3. Elle mine le projet indépendantiste.

Le gouvernement Marois tente de braquer la majorité contre certaines minorités présentées comme menaçantes pour le peuple Québécois, ses valeurs et ses institutions. Cette menace appréhendée n’a été démontrée par aucune étude sérieuse. Par contre, la progression de l’anglais au travail et le déclin de l’influence du Québec au sein du Canada sont des évolutions mesurables. Au lieu de mener un combat rassembleur contre les dangers réels posés par l’évolution du fédéralisme canadien et la mondialisation néolibérale, le PQ choisit de s’attaquer à des minorités au sein de minorités. C’est la bonne vieille tactique du bouc émissaire, typique du nationalisme de droite, et une régression majeur de la part du parti qui nous a donné la loi 101 et la politique d’interculturalisme. Bien des membres de minorités, et pas seulement des minorités religieuses visibles, voient maintenant l’État canadien comme la meilleure protection pour leurs droits, ce qui ne peut que rendre plus ardu le combat pour l’indépendance.

Que répondons-nous aux arguments progressistes qui ont été avancés en appui à cette prohibition ?

« C’est pour combattre l’intégrisme. »

Rien ne démontre un lien quelconque entre la prohibition des signes religieux et le déclin du fondamentalisme. En Turquie, où le foulard islamique a été interdit dans les institutions publiques pendant des décennies, le gouvernement en place est d’inspiration islamiste.

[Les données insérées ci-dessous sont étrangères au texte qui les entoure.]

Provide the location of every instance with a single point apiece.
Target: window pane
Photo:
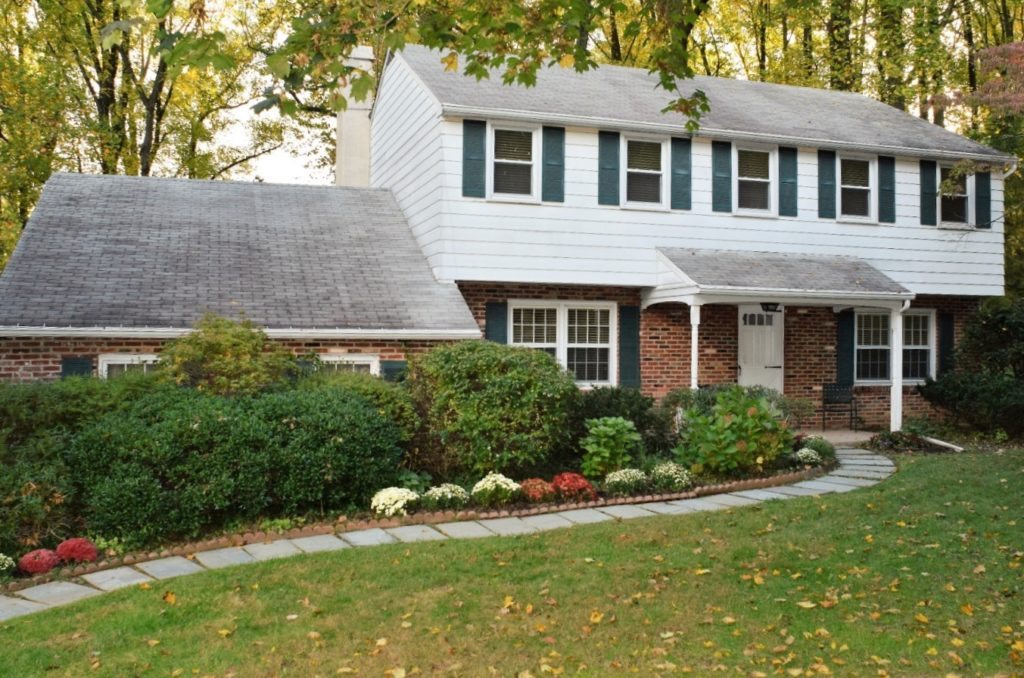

En France, où on fait la chasse aux voiles depuis quinze ans, les mouvements fondamentalistes religieux recrutent et l’extrême-droite est florissante.

La meilleure manière de combattre la montée du fondamentalisme religieux est de rassembler les gens autour de projets positifs communs, de luttes communes, au-delà des différences religieuses et philosophiques. C’est parce que le PQ est maintenant complètement dénué d’un tel projet et qu’il ne lutte plus pour rien d’autre que son propre pouvoir, qu’il sent le besoin de mettre de l’avant une politique de la division.

« C’est pour l’égalité entre les femmes et les hommes. »

Les principales victimes de ce projet de loi sont et seront des femmes, pour la plupart des femmes immigrantes qui font déjà face à des obstacles de taille pour leur intégration à la société québécoise. Les femmes musulmanes qui portent le hijab se sentent déjà ostracisées, plusieurs ont été agressées verbalement ou physiquement en public. Le féminisme devrait vouloir dire la solidarité avec toutes les femmes pour la défense de tous leurs droits, y compris leur liberté de conscience et leur droit au travail. Cette obsession avec les cheveux des femmes musulmanes est en soi une forme de sexisme. On devrait plutôt lutter ensemble pour de meilleurs services publics, une réduction des inégalités, l’accès à l’éducation, etc.
« C’est pour favoriser un meilleur vivre-ensemble. »

Le résultat concret du projet péquiste est la polarisation de notre société : les régions contre Montréal, les jeunes contre les moins jeunes, la majorité francophone contre les minorités. Ce que le gouvernement met de l’avant avec le projet de loi 60, ce n’est pas un « vivre-ensemble » mais un « vivre entre-nous », le « nous » étant tourné vers le passé supposément homogène des Canadiens-français catholiques.

Une lutte commune contre les politiques d’austérité et pour la justice sociale devrait inclure la fin du financement public des écoles privées (la plupart étant confessionnelles) et des privilèges fiscaux des organisations religieuses. Ces aspects de la laïcité concernent les institutions, pas les comportements individuels des personnes.